Another important finding, by the way, is that the rank in Iowa does not appear to mean anything for New Hampshire. It's the percentages that count.
Model 2: New Hampshire Polls and Iowa Results (1980-2004)
Now we'll look at pre-Iowa New Hampshire polls, as well as Iowa results, for all years from 1980 onward. Both variables are highly statistically significant.
If the only things we know are the (pre-Iowa) New Hampshire polls and the Iowa results, we would basically just want to take a weighted average of these things to predict the outcome in New Hampshire, favoring the polls over the Iowa results in roughly a 10:7 ratio.
Model 3: New Hampshire Polls, National Polls and Iowa Results (1980-2004)
Just for fun, let's see if the national polls begin to mean anything if we also know the New Hampshire polls.
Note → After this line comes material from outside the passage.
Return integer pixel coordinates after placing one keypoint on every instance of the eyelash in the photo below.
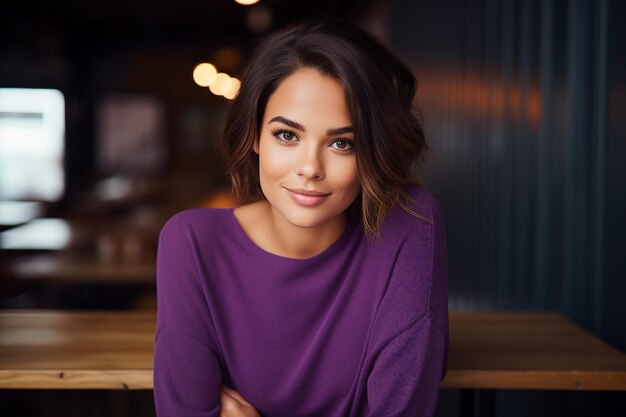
(277, 132)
It turns out that if we look at all three variables -- New Hampshire polls, National polls, and Iowa results -- the National polls do have a statistically significant predictive impact, but that impact is negative. In other words, holding New Hampshire polls and Iowa results constant, we would tend to lower our prediction for a candidate's results in New Hampshire for each point he has in the national polls.
How can this be? It seems to be highly counterintuitive.
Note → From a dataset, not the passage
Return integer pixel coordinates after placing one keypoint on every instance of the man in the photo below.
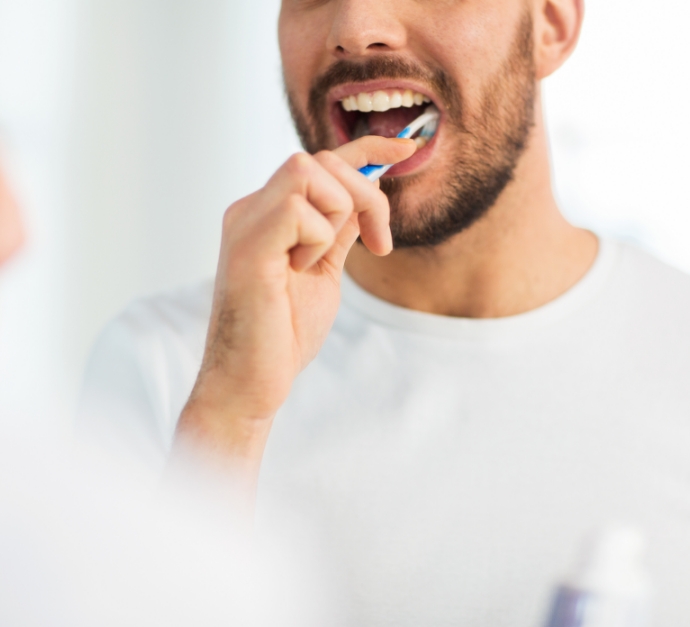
(485, 393)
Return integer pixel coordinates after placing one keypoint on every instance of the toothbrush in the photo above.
(427, 122)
Well, here's the explanation. New Hampshire polls are a leading indicator to national polls. Voters are more engaged and more informed in New Hampshire than they are nationally. As the primary season progresses, voters continue to become better engaged and informed, until the actual voting takes place, when the voters are presumably as informed as they ever will be.
In other words, if a candidate is doing better in New Hampshire polls than he is in national polls, that suggests that as voters become more informed, they will continue to slide toward that candidate. At so the candidate will do well in the voting booth, at which point all voters are highly informed (relatively speaking, at least). On the other hand, if a candidate is doing better nationally than he is in New Hampshire, that suggests that the candidate may not hold up to scrutiny, that he may be trading primarily on name recognition, etc. His support is superficial.
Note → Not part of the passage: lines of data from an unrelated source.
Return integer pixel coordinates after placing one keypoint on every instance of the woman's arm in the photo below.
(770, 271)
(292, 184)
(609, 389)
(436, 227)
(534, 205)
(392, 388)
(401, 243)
The litmus test of this then becomes Iowa. If a candidate is doing better in New Hampshire polls than he is in national polls, and that candidate does well in Iowa, that provides very powerful evidence that this increase in information works to the benefit of that candidate.
You might call this something like "the momentum of information". This hypothesis, by the way, has been confirmed by other researchers.
Applications for 2008
Presently in the Democratic race, we are seeing a pattern wherein Barack Obama is doing better in Iowa than he is in New Hampshire, and better in New Hampshire than he is nationally. This is a very favorable alignment of the numbers. It is so powerful, in fact, that I believe it may explain the shift in tactics from the Clinton campaign.
We can also plug in the current polling averages from Iowa, New Hampshire, and nationally to see what our models are predicting. Note that strictly speaking this is a violation of the model's conditions, because it's designed for actual Iowa caucus results, rather than pre-caucus Iowa polls. But here goes:
--- Model 1 Model 2 Model 3 Average
Obama 26 25 25 25
Edwards 25 20 21 22
Clinton 23 30 25 26
Our most sophisticated model, Model 3, shows
that Obama and Clinton are equally likely to win New Hampshire at the moment, with Edwards not too far behind.
A more proper application of the model is to do some scenario testing. Specifically, the model presently suggests the following:
Edwards must beat Clinton by 6 points in Iowa to become a favorite over Clinton in New Hampshire
Edwards must beat Obama by 4 points in Iowa to become a favorite over Obama in New Hampshire
Obama must beat Clinton by 3 points in Iowa to become a favorite over Clinton in New Hampshire
Please keep in mind that these results refer only to New Hampshire, rather than what happens after New Hampshire.